Unlike logical replication based on binary logs, the physical replication architecture allows PolarDB to rebuild the same transactions on the hot replica node as on the primary node.
For example, the process of committing a transaction in an application is BEGIN > INSERT > UPDATE > COMMIT and the transaction status preservation feature is enabled. After the transaction starts to be executed, PolarProxy caches the most recently executed SQL statement while forwarding the SQL statement to the primary node. After the INSERT statement is executed on the primary node, PolarDB automatically saves the savepoint of the latest statement as part of the transaction information. The session tracker returns the current session and transaction information to PolarProxy. Then, PolarProxy temporarily saves the data to the internal cache. Session information, such as character sets and user variables, is used for maintaining connections. The transaction information, such as trx_id and undo_no, is used for transaction status preservation. In addition, transaction information is continuously synchronized to the hot replica over a separate RDMA link. If binary logs are enabled for the backend database, the local binary log cache corresponding to each transaction is synchronized to the hot replica node.
For example, the primary node is unavailable when the UPDATE statement is executed on PolarDB. PolarProxy does not immediately transmit the error from the underlying layer to the application connection, but holds the request for a period of time. After the failover, the new primary node can build all uncommitted transactions based on redo logs and asynchronously wait for uncommitted transactions without rolling back the transactions. When PolarProxy detects the successful failover message, it will use the session and transaction information cached by itself to rebuild the transaction by calling the Attach Trx API of PolarDB. PolarDB determines whether the transaction information is valid based on the PolarProxy information. If the transaction information is valid, it will be bound to the connection and rolled back to the savepoint of the undo_no corresponding to the last statement (the UPDATE statement).
After the transaction is rebuilt, PolarProxy can resend the latest UPDATE statement that failed to be executed to the new primary node from the SQL statement cache.
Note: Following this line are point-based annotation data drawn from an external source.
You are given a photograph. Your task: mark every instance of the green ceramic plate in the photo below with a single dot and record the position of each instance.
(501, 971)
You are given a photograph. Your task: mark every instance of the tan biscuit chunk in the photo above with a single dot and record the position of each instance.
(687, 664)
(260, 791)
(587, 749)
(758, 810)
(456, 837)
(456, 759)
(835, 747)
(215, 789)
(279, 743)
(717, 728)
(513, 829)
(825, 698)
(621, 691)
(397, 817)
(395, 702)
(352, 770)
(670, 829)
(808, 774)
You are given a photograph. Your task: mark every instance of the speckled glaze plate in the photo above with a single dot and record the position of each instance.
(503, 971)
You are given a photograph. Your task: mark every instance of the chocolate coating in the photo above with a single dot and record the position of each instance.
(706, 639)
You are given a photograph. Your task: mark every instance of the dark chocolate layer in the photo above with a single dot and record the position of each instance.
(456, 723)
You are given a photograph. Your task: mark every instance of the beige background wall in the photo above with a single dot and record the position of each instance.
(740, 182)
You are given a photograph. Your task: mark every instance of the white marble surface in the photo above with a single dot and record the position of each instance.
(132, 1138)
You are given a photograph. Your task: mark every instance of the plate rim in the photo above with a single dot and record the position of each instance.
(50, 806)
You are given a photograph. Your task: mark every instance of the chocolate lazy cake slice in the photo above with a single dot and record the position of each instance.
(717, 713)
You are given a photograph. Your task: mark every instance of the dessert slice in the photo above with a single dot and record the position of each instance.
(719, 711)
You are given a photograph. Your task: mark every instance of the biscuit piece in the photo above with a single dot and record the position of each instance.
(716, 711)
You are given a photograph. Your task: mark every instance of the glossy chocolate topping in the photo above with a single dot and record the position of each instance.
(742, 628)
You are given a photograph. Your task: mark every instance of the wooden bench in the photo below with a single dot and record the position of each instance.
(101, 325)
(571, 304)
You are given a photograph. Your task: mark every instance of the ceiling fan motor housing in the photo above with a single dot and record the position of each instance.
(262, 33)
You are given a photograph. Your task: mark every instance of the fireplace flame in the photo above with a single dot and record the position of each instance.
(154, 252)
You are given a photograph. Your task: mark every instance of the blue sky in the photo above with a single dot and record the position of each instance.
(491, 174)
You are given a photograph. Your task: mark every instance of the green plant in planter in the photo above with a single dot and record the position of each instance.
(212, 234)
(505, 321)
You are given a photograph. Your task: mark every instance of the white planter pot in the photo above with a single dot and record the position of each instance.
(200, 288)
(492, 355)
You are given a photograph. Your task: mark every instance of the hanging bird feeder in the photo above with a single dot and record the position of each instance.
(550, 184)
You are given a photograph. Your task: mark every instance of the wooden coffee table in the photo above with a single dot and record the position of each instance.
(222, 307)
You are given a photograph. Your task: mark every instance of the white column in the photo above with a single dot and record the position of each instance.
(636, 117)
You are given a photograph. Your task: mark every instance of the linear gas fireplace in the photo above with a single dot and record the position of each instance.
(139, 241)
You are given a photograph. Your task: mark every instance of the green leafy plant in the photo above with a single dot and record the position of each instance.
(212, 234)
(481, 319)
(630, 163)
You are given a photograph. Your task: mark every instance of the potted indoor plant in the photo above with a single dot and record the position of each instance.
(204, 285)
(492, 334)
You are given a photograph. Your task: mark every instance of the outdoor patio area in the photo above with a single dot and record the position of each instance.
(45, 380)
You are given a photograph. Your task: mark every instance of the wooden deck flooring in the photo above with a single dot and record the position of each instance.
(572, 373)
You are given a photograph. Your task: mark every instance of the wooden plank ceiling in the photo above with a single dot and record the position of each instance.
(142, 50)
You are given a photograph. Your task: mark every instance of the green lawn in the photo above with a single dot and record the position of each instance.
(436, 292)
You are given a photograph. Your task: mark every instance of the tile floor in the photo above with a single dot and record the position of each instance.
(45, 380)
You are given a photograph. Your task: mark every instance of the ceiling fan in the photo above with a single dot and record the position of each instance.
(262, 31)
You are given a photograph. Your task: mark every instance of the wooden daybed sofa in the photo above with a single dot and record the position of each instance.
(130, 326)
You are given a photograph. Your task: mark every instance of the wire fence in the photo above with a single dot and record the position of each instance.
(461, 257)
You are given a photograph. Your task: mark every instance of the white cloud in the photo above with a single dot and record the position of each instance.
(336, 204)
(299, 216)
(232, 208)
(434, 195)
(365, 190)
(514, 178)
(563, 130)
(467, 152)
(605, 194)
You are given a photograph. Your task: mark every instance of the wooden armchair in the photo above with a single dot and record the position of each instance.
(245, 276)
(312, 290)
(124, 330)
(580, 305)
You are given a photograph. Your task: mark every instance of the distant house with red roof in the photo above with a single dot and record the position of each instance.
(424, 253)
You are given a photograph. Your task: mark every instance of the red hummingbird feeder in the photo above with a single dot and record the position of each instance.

During the failover process, no connection or transaction errors are reported on your application. The only difference is that the UPDATE statement may be slower than normal.

The failover with hot replica feature optimizes fault detection, failover speed, and experience on PolarDB by combining VDS, global prefetching system, and persistent connections and transaction status preservation. You can upgrade the cluster at any time without worrying about connection interruption or transaction interruption, and enjoy real elasticity of cloud-native databases.